As the complete data was above 50GB, data was stored into 2 separated zenodo repositories: https://zenodo.org/record/7696695 & https://zenodo.org/record/7697329. You can then first create a directory in a location with at least 300GB of free space, download the 3 tar.gz and extract them:

# Specify your location
YOUR_LOCATION=DEFINE_YOUR_PATH_HERE
# Create directory
mkdir -p $YOUR_LOCATION/mosaicatcher_publication_data/COMPRESSED
# Download tar.gz parts
wget https://zenodo.org/record/7696695/files/MOSAICATCHER_DATA_PAPER.tar.gz.part1?download=1 -P $YOUR_LOCATION/mosaicatcher_publication_data/COMPRESSED
wget https://zenodo.org/record/7697329/files/MOSAICATCHER_DATA_PAPER.tar.gz.part2?download=1 -P $YOUR_LOCATION/mosaicatcher_publication_data/COMPRESSED
wget https://zenodo.org/record/7697329/files/MOSAICATCHER_DATA_PAPER.tar.gz.part3?download=1 -P $YOUR_LOCATION/mosaicatcher_publication_data/COMPRESSED
# Extract 
for f in *part*; do tar -xvf "$f" -C $YOUR_LOCATION/mosaicatcher_publication_data; done

You can then verify checksum to make sure files were downloaded properly.

# Verify checksum
for f in C7 RPE-BM510 RPE1-WT LCL; do
    cd $YOUR_LOCATION/"$f"/fastq && md5sum -c *.md5 && cd $YOUR_LOCATION
done

If all the checks were successfull, you can now remove this directory before running the pipeline.
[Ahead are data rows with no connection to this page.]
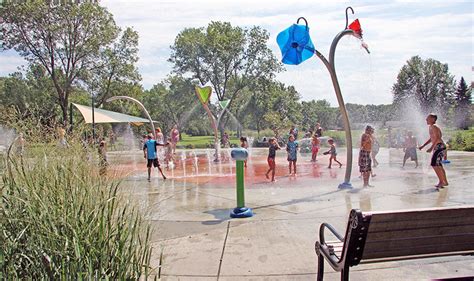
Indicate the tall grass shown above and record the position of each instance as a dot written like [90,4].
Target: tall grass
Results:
[61,220]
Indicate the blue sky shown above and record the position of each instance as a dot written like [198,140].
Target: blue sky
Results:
[394,31]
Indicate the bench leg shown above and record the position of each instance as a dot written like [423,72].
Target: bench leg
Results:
[320,268]
[345,274]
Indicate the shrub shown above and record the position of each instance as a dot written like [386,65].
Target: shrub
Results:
[61,220]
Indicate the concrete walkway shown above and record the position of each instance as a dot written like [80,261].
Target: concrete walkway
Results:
[200,242]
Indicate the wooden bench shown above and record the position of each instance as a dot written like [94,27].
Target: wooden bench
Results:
[400,235]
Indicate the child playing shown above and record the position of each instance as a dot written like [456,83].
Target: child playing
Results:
[438,147]
[410,149]
[365,160]
[314,148]
[244,144]
[168,154]
[149,153]
[332,151]
[292,149]
[272,148]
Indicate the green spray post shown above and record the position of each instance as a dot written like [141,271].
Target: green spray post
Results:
[240,155]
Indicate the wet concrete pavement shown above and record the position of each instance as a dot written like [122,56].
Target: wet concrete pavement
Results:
[199,241]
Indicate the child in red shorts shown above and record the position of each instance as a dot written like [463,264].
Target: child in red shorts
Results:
[314,148]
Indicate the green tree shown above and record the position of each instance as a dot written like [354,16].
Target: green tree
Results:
[29,95]
[427,83]
[462,106]
[230,58]
[65,39]
[172,102]
[115,73]
[319,111]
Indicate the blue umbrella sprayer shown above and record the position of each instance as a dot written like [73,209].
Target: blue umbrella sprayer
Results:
[296,47]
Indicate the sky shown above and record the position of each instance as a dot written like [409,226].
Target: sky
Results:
[394,30]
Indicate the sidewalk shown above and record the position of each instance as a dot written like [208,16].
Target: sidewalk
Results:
[200,242]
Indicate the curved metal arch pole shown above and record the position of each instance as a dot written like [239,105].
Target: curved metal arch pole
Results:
[216,133]
[141,106]
[342,107]
[214,127]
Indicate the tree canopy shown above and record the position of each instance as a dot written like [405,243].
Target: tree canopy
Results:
[427,83]
[72,42]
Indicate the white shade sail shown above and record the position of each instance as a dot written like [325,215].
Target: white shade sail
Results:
[107,116]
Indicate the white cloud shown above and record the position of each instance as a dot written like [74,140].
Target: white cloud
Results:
[395,31]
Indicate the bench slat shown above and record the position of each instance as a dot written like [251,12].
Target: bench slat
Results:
[422,233]
[377,225]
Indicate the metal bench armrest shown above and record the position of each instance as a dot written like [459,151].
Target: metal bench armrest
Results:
[333,231]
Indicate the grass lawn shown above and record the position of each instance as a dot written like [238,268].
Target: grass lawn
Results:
[459,139]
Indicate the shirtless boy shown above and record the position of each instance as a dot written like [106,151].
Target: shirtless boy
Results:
[438,147]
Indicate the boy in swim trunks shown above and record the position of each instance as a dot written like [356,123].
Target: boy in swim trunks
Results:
[365,161]
[410,149]
[438,147]
[272,148]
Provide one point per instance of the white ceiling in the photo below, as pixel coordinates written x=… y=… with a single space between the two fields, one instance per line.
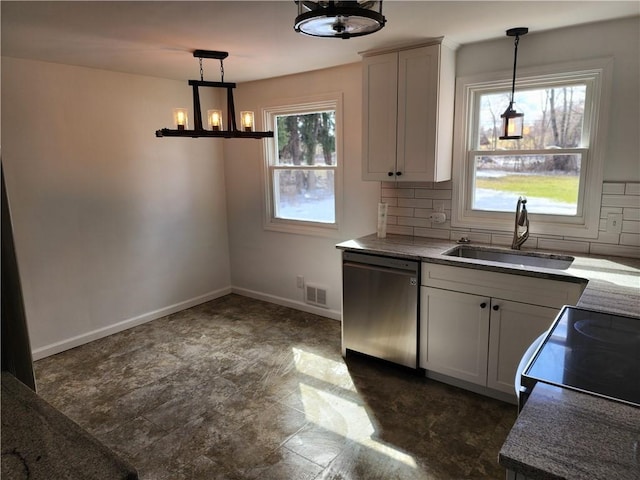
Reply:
x=157 y=38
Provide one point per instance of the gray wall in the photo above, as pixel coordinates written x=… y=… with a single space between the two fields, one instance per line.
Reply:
x=113 y=226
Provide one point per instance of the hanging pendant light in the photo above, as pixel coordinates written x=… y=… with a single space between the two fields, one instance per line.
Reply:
x=214 y=117
x=512 y=121
x=335 y=19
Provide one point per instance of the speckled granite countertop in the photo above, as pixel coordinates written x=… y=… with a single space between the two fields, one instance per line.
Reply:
x=40 y=443
x=560 y=433
x=612 y=283
x=563 y=434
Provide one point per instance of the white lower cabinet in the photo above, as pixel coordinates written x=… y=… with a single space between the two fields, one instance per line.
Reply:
x=454 y=334
x=512 y=328
x=475 y=325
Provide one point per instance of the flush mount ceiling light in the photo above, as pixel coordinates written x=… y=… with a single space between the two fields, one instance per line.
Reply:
x=214 y=116
x=512 y=121
x=323 y=18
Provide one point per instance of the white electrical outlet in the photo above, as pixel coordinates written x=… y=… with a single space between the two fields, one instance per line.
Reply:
x=614 y=223
x=438 y=217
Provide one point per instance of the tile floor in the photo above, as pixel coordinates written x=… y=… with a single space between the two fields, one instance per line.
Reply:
x=242 y=389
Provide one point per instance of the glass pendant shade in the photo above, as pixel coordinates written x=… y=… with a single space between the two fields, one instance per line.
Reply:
x=339 y=19
x=214 y=119
x=181 y=118
x=512 y=121
x=247 y=121
x=512 y=124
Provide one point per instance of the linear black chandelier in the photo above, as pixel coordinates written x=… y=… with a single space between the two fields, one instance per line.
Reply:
x=214 y=117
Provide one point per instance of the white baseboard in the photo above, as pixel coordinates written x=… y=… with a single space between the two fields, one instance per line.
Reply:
x=285 y=302
x=76 y=341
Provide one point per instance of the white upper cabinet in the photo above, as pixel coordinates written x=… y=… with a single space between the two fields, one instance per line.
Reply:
x=408 y=113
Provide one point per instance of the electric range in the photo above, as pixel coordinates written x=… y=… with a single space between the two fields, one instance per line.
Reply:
x=589 y=351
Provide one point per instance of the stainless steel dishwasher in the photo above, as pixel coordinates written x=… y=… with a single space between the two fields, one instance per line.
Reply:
x=380 y=307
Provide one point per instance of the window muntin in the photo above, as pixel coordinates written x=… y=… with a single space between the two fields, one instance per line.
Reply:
x=579 y=148
x=303 y=167
x=544 y=165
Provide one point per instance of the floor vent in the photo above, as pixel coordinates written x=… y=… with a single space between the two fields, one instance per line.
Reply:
x=316 y=295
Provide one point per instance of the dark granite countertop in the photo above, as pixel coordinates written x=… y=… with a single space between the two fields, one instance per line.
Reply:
x=40 y=443
x=560 y=433
x=564 y=434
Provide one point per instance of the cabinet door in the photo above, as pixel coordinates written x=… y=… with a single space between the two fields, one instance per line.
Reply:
x=454 y=334
x=379 y=125
x=514 y=326
x=417 y=112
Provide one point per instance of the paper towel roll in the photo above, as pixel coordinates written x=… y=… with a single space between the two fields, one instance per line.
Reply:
x=382 y=219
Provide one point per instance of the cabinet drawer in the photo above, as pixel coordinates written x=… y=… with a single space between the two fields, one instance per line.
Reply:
x=519 y=288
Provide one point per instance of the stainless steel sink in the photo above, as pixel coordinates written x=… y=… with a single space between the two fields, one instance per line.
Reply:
x=533 y=259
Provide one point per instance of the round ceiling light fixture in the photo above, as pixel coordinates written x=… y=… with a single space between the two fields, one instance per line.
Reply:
x=335 y=19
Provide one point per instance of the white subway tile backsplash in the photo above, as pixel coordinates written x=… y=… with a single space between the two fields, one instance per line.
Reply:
x=631 y=214
x=400 y=230
x=629 y=226
x=431 y=233
x=443 y=185
x=602 y=226
x=632 y=188
x=630 y=239
x=411 y=203
x=414 y=222
x=475 y=237
x=501 y=239
x=604 y=211
x=437 y=194
x=568 y=245
x=422 y=212
x=615 y=250
x=398 y=192
x=604 y=237
x=400 y=212
x=613 y=188
x=621 y=201
x=415 y=202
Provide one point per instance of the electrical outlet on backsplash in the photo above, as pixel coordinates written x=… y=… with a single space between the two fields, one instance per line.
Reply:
x=412 y=203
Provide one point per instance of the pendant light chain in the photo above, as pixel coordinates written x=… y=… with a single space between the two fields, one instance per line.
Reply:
x=515 y=60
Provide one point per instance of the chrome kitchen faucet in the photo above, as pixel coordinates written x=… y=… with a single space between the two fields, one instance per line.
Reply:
x=522 y=220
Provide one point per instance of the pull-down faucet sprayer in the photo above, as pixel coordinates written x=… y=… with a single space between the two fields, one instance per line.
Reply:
x=522 y=220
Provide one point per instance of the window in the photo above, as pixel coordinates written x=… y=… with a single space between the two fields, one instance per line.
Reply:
x=303 y=166
x=557 y=164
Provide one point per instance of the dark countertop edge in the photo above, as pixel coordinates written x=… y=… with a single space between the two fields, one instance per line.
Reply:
x=549 y=413
x=599 y=294
x=27 y=416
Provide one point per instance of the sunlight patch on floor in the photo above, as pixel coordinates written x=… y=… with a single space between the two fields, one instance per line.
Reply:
x=334 y=413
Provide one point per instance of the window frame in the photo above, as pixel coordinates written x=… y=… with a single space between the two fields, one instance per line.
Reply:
x=597 y=73
x=313 y=104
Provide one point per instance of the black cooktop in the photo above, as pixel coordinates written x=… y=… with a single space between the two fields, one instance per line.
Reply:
x=590 y=351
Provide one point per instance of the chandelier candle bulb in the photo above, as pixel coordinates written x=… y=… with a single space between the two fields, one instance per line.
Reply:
x=246 y=119
x=181 y=118
x=214 y=118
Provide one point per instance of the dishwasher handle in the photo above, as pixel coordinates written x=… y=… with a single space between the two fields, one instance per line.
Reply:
x=379 y=268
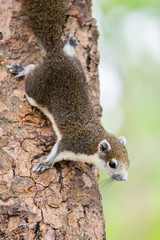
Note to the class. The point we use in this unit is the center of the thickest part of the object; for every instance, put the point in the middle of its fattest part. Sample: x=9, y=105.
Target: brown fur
x=59, y=84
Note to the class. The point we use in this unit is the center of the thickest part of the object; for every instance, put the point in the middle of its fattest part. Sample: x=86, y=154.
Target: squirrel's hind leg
x=69, y=47
x=49, y=162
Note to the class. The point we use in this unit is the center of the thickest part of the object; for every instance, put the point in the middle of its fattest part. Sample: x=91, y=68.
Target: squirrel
x=58, y=87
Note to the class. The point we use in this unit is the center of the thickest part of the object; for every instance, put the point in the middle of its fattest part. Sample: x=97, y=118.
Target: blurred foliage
x=107, y=5
x=132, y=209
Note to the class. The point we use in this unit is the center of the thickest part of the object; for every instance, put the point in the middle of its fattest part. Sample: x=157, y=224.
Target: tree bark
x=59, y=203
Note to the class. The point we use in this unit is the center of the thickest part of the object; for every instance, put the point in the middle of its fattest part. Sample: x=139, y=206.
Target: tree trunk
x=59, y=203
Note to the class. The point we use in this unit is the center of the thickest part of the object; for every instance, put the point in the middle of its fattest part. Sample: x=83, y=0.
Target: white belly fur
x=48, y=114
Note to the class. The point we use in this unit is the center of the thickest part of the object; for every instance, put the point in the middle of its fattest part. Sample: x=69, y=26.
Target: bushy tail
x=46, y=18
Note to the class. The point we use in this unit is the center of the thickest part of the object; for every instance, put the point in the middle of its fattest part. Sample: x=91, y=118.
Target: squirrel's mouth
x=119, y=177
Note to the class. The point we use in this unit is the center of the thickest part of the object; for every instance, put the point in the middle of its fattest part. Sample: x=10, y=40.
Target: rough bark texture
x=63, y=202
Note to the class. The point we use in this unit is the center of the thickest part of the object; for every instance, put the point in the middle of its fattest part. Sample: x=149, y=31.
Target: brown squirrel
x=58, y=88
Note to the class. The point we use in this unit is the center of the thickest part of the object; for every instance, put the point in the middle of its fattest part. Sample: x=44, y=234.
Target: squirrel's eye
x=112, y=164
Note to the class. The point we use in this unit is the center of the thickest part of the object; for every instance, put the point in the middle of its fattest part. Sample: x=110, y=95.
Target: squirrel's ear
x=104, y=147
x=122, y=140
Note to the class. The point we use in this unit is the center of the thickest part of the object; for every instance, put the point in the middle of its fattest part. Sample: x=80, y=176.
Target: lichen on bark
x=63, y=202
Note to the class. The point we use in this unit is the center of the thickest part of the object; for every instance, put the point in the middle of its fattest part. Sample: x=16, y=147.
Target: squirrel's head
x=113, y=157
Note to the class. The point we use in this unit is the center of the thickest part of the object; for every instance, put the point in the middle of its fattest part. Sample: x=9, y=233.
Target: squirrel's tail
x=46, y=18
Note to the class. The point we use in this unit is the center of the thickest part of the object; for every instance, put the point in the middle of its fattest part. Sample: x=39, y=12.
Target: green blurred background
x=129, y=46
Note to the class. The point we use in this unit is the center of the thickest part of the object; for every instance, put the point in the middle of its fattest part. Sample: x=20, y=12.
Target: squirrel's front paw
x=42, y=166
x=16, y=69
x=72, y=40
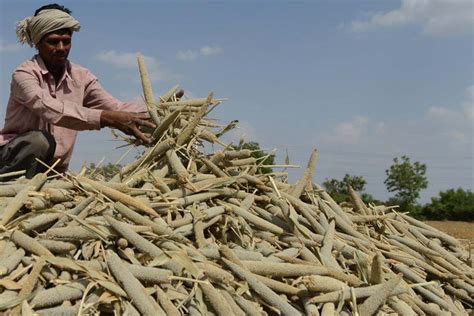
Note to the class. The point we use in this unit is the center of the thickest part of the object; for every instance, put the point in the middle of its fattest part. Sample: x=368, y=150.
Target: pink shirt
x=75, y=103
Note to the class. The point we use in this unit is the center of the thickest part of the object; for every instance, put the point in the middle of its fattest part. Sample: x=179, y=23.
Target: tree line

rm -r $YOUR_LOCATION/mosaicatcher_publication_data/COMPRESSED

Run the pipeline

A generic slurm profile is provided in the the following directory: mosaicatcher-pipeline/workflow/snakemake_profiles/HPC/slurm_generic. Feel free to edit, create another profile specify to your cluster institute.

snakemake \
    --config \
    data_location=$YOUR_LOCATION/mosaicatcher_publication_data \
    reference=T2T \
    split_qc_plot=True \
    ashleys_pipeline=True \
    multistep_normalisation=True \
    multistep_normalisation_for_SV_calling=False hgsvc_based_normalized_counts=True \
    --profile workflow/snakemake_profiles/HPC/slurm_generic/

Generate the report

snakemake \
    --config \
    data_location=$YOUR_LOCATION/mosaicatcher_publication_data \
    reference=T2T \
    split_qc_plot=True \
    ashleys_pipeline=True \
    multistep_normalisation=True \
    multistep_normalisation_for_SV_calling=False hgsvc_based_normalized_counts=True \
    --profile workflow/snakemake_profiles/HPC/slurm_generic/
    --report $YOUR_LOCATION/MosaiCatcher_V2_publication_data.report.zip --report-stylesheet workflow/report/custom-stylesheet.css

You can then extract the zip archive and open the report.html file to access the HTML report.